Indeed, it is the postseason where reputations are made. Just ask Giguere, who carried the Ducks to the Stanley Cup finals four years ago. Or Dwayne Roloson, a journeyman who was terrific for the runner-up Edmonton Oilers last season.

Turco said he wouldn't have it any other way.

"You are a huge factor, especially in the postseason," he said. "Guys can get hot and be fortunate or they can be unfortunate. It's a product of our profession and one that I've never heard anybody complain about. Because it's fun. It's a huge challenge. I've relished the opportunities I've had and squandered."

Bryzgalov knows the taste of playoff success. Last season, he stepped in for an injured Giguere in Game 5 of a first-round series against the Calgary Flames and recorded five straight victories, three of them consecutive shutouts. His 249-minute 15-second shutout streak was the second-longest in NHL postseason history.

Now he is being asked to keep the Ducks and their run at the Stanley Cup on track.

But he won't use the word pressure.

"I feel it's more responsibility," said Bryzgalov, who is 2-2-1 with a 2.80 goals-against average since returning Jan. 2 from a groin injury. "We have new guys on the team, on the defense, who don't have much experience. I have to stop the puck and give them some confidence."

Bryzgalov has had his own issues.

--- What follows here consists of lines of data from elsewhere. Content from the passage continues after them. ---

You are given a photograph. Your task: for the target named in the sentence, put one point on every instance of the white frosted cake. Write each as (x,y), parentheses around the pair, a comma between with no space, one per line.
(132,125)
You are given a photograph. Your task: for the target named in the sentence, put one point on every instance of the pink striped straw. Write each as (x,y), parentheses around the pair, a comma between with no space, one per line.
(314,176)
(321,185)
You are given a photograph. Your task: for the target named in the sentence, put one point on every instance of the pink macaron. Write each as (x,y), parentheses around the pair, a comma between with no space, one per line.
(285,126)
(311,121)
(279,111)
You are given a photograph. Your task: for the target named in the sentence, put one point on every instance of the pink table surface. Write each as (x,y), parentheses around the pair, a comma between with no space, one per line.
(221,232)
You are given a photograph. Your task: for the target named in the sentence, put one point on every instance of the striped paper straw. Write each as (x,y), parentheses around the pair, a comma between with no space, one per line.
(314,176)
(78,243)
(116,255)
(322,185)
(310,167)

During a five-week stretch in November and December, he played in only one game and re-injured his groin.

When Giguere went down late last month, the Ducks were privately grumbling about Bryzgalov's slow recovery. Giguere, meanwhile, had been brilliant, with a 23-4-5 record and 2.17 goals-against average.

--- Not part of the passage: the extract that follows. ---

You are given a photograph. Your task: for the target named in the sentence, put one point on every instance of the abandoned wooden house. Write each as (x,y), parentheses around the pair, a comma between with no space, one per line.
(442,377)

But Bryzgalov has shown some brilliance of his own.

Darren Pang, a former NHL goaltender, said Bryzgalov's postseason last year opened eyes.

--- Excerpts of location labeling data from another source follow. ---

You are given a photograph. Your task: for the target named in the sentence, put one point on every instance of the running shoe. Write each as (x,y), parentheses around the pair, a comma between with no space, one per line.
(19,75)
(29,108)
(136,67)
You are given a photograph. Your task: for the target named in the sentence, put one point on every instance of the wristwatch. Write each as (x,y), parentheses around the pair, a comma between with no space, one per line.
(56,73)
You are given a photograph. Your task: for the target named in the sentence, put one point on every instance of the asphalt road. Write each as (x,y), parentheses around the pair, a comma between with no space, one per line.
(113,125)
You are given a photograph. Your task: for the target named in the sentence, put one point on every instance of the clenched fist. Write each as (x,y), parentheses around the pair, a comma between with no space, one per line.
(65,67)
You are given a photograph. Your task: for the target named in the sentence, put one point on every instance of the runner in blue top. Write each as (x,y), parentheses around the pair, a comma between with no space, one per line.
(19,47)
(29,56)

"The benefit that Bryz has is he was in a pressure situation and performed," said Pang, now a color analyst with the Phoenix Coyotes. "[The Ducks] know that he has that in him. As much as anything, he can prove that he can take the ball and run with it."

Said Ducks Coach Randy Carlyle: "I look at this as an opportunity for Bryzgalov to go in and steal the net."

Nashville survived a similar situation when star goalie Tomas Vokoun went down because of a torn tendon in his thumb on Nov. 23. Chris Mason was 13-6-1 in his absence, keeping the Predators atop the Central Division.

"When a backup goes in and especially when it's for a long period of time, the No. 1 thing you want to accomplish is consistency," Nashville Coach Barry Trotz said. "You may not be able to replace the No. 1 guy, especially if there's a difference in the skill level. But at the same time, you want to give a degree of confidence to your whole group by being consistent."

"When you lose a star player, obviously you can't really replace them," Mason said. "There is more pressure when you're replacing a guy of that stature like a Vokoun or a Giguere. You want guys to feel comfortable and confident that you can do the job.

"The only way you can do that is by playing solid and doing it every night."

Francois Allaire, the Ducks' goaltending consultant, said such pressure is nothing new.

"In the NHL, there's pressure every game," he said. "You have to play well if you want to win.

"And that's their job. If there's too much pressure, they'll find another guy ready to do it."